Dive Brief:
- Limited grid power availability and rising industrial electricity rates pose serious challenges for large-scale data center development in key markets, JLL said in a Feb. 26 report.
- More data center developers and end users — along with managers of other energy-intensive facilities, such as manufacturing plants and EV charging hubs — are turning to flexible onsite power solutions, according to the report. Josephine Tucker, JLL’s head of energy advisory and sustainability in the Americas, said building operators in other sectors like manufacturing and healthcare are paying premiums of nearly 50% for sites with adequate power.
- Rising demand for power and increasingly intense computing workloads will push data centers to adopt modular cooling solutions that can be deployed quickly while using power and water more efficiently, Nautilus Data Technologies CEO Rob Pfleging said in an interview with Facilities Dive.
Dive Insight:
The latest research from JLL, a global commercial real estate investment and advisory firm, builds on a January report that forecast a 7% average annual increase in data center rents through 2030. One of the factors driving the projected rise is limited power availability, which can delay or derail development in otherwise suitable locations.
According to JLL’s Feb. 26 report, the wait for new large-scale data centers to connect to the power grid is approaching five years in major data center markets. Meanwhile, industrial power prices in major world economies rose 18% from 2019 to 2024, nearly five times the pace of the previous five-year period.
“Energy is no longer a background operating cost. Power availability, reliability and costs are increasingly shaping site selection, development feasibility and asset performance,” Paulina Torres, JLL’s global research director for sustainability, said in a statement.
Big tech companies like Amazon and Google, and specialized data center developer-operators like Switch and Equinix, are moving toward a “bring your own power” model that involves deploying onsite generators and batteries in self-contained microgrids until public grid connections become available. But this approach raises the already high costs of building new data centers. On Friday, Bloomberg News reported Oracle and OpenAI said they would cease work on their portion of the high-profile Stargate computing cluster near Abilene, Texas, underscoring the financial and logistical challenges of hyperscale data center development.
The present environment favors data centers that adopt efficient, modular cooling technologies, Pfleging said. The company pivoted from developing and operating its own data centers — it built what is still one of the world’s only floating data centers — to selling cooling solutions to its former competitors before the AI boom really took off.
“People were laughing at us four years ago” for engineering direct-to-chip cooling solutions for high-density server racks, Pfleging said. Now, liquid cooling is the norm for AI and high-performance computing facilities.

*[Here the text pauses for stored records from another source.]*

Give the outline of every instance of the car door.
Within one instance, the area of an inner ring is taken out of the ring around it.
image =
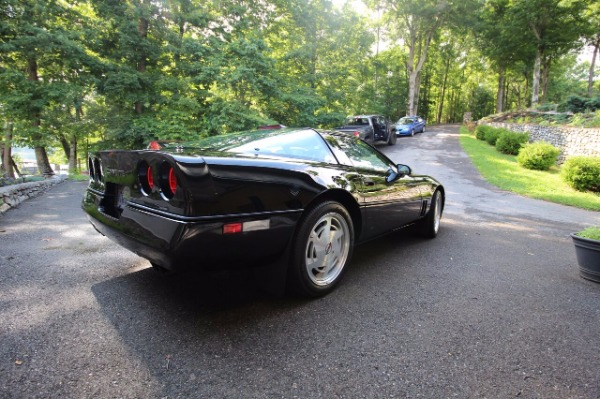
[[[364,211],[361,238],[374,237],[416,220],[422,207],[421,182],[399,175],[397,165],[368,144],[360,140],[345,144],[345,152],[361,183],[358,188]]]

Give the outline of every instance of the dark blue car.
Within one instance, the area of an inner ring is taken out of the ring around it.
[[[420,116],[405,116],[392,126],[392,131],[396,136],[414,136],[425,131],[425,124],[425,119]]]

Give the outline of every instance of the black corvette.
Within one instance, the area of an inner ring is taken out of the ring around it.
[[[414,224],[438,233],[442,185],[342,133],[260,130],[154,148],[91,156],[82,206],[157,269],[254,267],[319,296],[355,244]]]

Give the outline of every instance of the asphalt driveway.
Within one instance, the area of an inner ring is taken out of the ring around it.
[[[66,182],[0,217],[1,398],[600,398],[600,214],[485,183],[458,127],[381,147],[447,189],[440,234],[360,246],[313,301],[244,273],[164,277]],[[199,254],[201,262],[201,254]]]

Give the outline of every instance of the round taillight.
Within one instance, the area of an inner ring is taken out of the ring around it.
[[[90,175],[90,180],[96,180],[96,173],[94,172],[94,161],[92,157],[88,158],[88,173]]]
[[[171,199],[177,191],[177,176],[175,169],[168,162],[160,165],[160,190],[166,199]]]
[[[175,194],[175,191],[177,190],[177,176],[175,176],[175,169],[173,168],[169,169],[169,188],[171,189],[171,192]]]
[[[150,166],[148,166],[148,169],[146,170],[146,181],[150,191],[152,191],[154,188],[154,176],[152,176],[152,168]]]

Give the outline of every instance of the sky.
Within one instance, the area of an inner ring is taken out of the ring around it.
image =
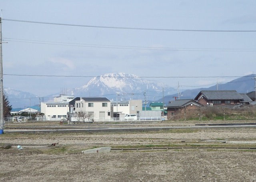
[[[254,0],[0,0],[4,88],[42,97],[114,73],[182,91],[226,83],[255,73],[255,9]]]

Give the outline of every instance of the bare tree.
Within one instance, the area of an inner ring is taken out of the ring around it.
[[[76,114],[76,120],[78,123],[80,123],[82,122],[85,122],[85,120],[86,117],[87,115],[86,112],[84,112],[82,111],[78,112]]]
[[[222,112],[222,114],[223,114],[223,119],[225,120],[225,112],[226,110],[226,108],[224,106],[222,105],[220,106],[220,109]]]
[[[88,119],[88,122],[90,122],[90,118],[93,118],[93,117],[94,116],[94,113],[92,112],[86,112],[85,116],[85,118]]]

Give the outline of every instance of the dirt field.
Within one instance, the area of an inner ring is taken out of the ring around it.
[[[179,149],[89,154],[81,152],[107,146],[228,144],[218,142],[222,140],[252,142],[256,140],[256,129],[236,129],[68,135],[4,134],[0,135],[0,180],[256,181],[256,152],[252,150]],[[8,145],[12,146],[10,148],[4,149]],[[23,149],[18,150],[18,145]]]

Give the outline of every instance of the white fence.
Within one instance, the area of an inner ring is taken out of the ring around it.
[[[129,119],[128,120],[125,120],[124,119],[122,118],[111,118],[109,119],[106,119],[104,118],[94,118],[90,119],[90,122],[127,122],[127,121],[163,121],[164,120],[166,120],[167,119],[167,116],[164,117],[138,117],[137,120],[134,119]],[[77,118],[76,117],[71,118],[71,121],[72,122],[77,121]],[[88,122],[88,120],[86,120],[85,122]]]

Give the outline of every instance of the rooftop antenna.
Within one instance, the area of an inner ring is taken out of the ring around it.
[[[254,84],[254,89],[255,89],[255,100],[256,101],[256,75],[254,75],[254,77],[252,79],[254,80],[254,81],[255,83]]]

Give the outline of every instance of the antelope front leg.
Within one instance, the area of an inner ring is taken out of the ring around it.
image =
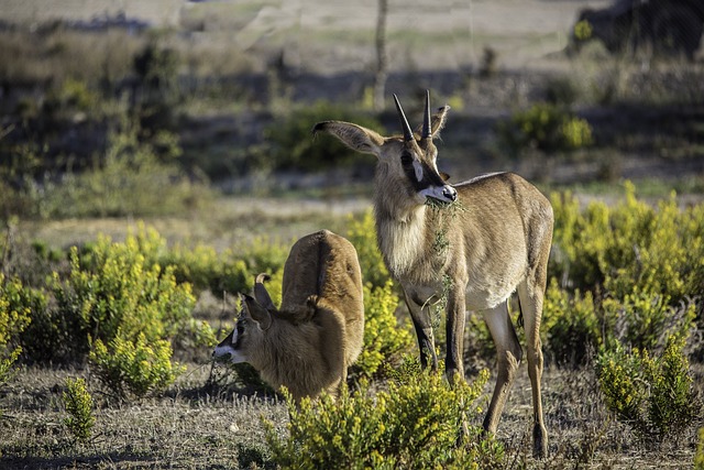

“It’s great that the industry is kind of aligning with us now — we feel vindicated to some extent,” Pfleging said.
Today, Nautilus markets modular cooling designs that it says can reduce the share of power data centers use for cooling and other non-computing activities to 15% or less, a 50% improvement over historical energy usage rates. Its EcoCore systems are around 70% factory-built and 30% site-fitted, making them easier to deploy than traditional “modular” systems that are about half factory-built and half site-built. They can cool racks with over 100 kilowatts of computing load, in line with NVIDIA’s latest AI chip generations.
Some analysts expect these increasingly powerful chips to live primarily on massive data center campuses with combined computing loads exceeding 250 megawatts. A Bain report published in October predicted 50 data centers of this scale would come online between 2025 and 2030, bringing the global total to 60.
In a blog post last month, Nautilus predicted that while large computing clusters will play an important role in the future, more flexible data centers will power much of the next phase of AI deployment. Customer demand for “inference” — actual use of AI tools, rather than model training — may drive this shift, which Pfleging said would result in a greater number of relatively small data centers being deployed closer to users.
“I think it has to happen [because] our appetite for technology consumption is voracious,” he said. Then again, “we were talking about ‘edge’ 10 years ago and I really thought it was going to happen,” he added.